When I first heard about the size of the heart, my first inclination was to think that would take up a whole beef box! My second thought was that there are a lot of people who could use that size of a heart.

May is Mental Health Awareness Month. I’ve written on mental health before and some of the experiences that I’ve seen in myself and my family. While still a taboo subject, sometimes it is one that needs to be discussed for people to realize that they are not alone, and that there are options out there that may help.

There was a post on social media this week from a gentlemen who I follow on Twitter. It said he did not personally know anyone who had contracted COVID-19, but he did know seven individuals that had committed suicide in the last week.

A lot of lives have been affected the last couple of months by the pandemic. While some heartwarming stories that have come out of the rubble, they seem to be few and far between. Add in a couple challenging days here or there, and those days seem to become even longer. It is easy to lose hope.

A couple things happened last week that were a struggle. I lost a cow to a freak accident while AI’ing. I forgot to gate a trailer compartment and ended up with my ATV heading to the local repair shop. And there were a couple other things that just did not go right. It’s easy to get bogged down in those days, and it’s also extremely difficult not to let them control the rest of the day. The Boss Man has always been pretty levelheaded and low key about things. He has the philosophy that no matter how bad it gets “it is what it is.”

I was having a conversation on mental health in rural Nebraska on my way home pulling the Daniels after the toughest of these challenging days. The man on the other end of the conversation wanted to hear my thoughts and opinions considering everything that was going on. It was a great day to visit about mental health, as my mind was focused on overcoming the negativities that may go wrong in 24 hours of ranching. It was great to vocalize some of those thoughts to another individual. And you know what I realized?

My diet sucks, my exercise patterns right now suck, my sleep schedule sucks, and my stress levels suck.

I may not be able to work on all of them at the same time (that would add even more to my stress load), but there is no reason that I can’t focus on a couple of small changes and hopefully stick with them.

The first thing I decided to try was a little bit of meal planning. I realize that I don’t have the time to cook three meals a day, but what if I try to make just one meal a day out of something that’s not a protein bar or ready in less than three minutes.

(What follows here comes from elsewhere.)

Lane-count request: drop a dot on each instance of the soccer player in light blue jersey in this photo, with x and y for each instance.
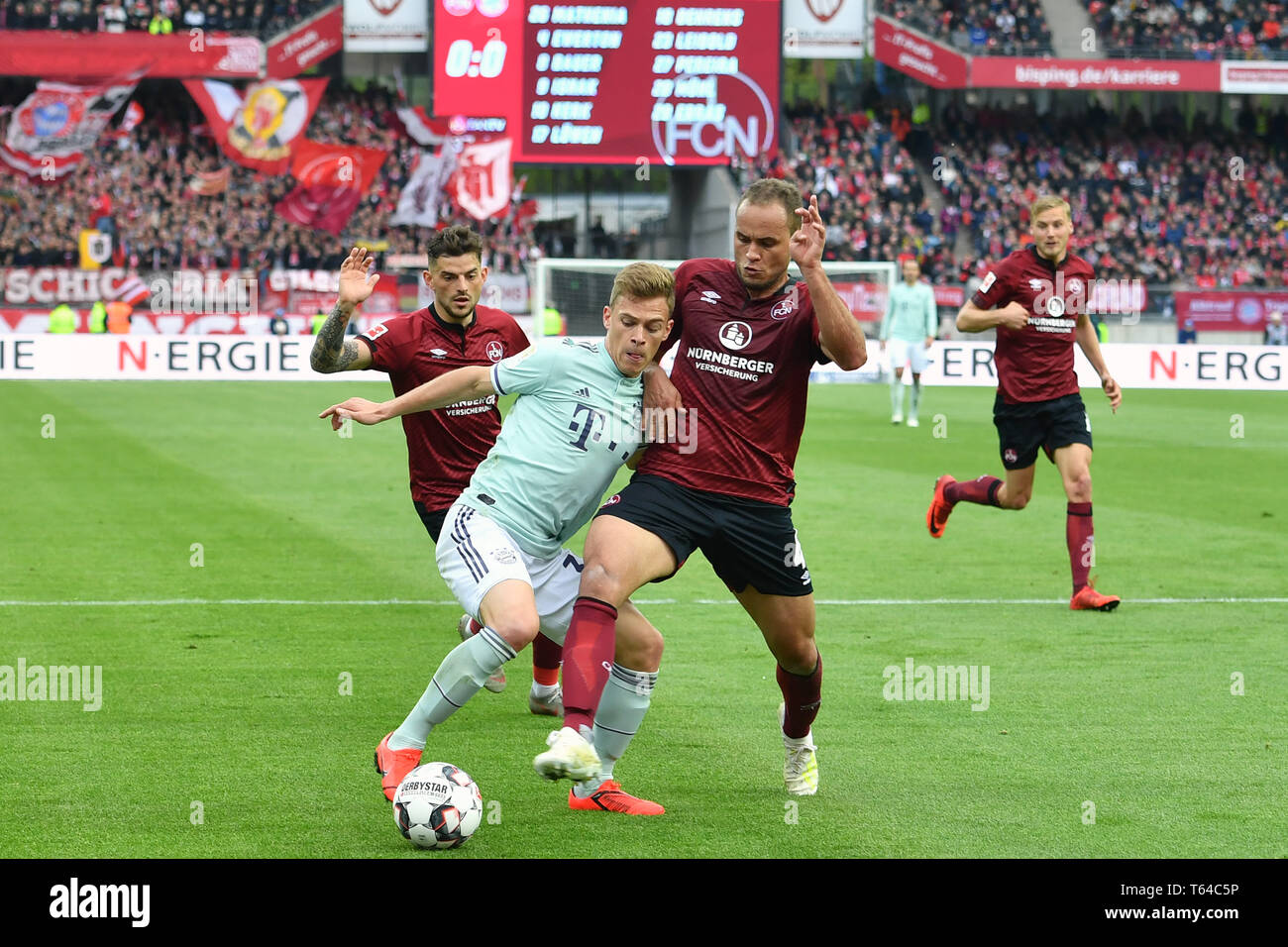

Second, I bought myself a new water bottle. Hydration is key not only to physical health, but it also plays a huge factor in mental health. I made sure that it fits on my ATV so I can carry it with me at all times and constantly refill as needed.

Third, I decided I need to walk or hike more. I do physical activity every day, but there is something to be said about activity that is not work-related. Maybe walking from my house to the shop once during a day will make me slow down and clear my mind.

I would love to hear what you are doing to work on your mental health during this time. The more we share and focus on our needs and the needs of those around us, maybe the more of us that will make it through all this in one piece.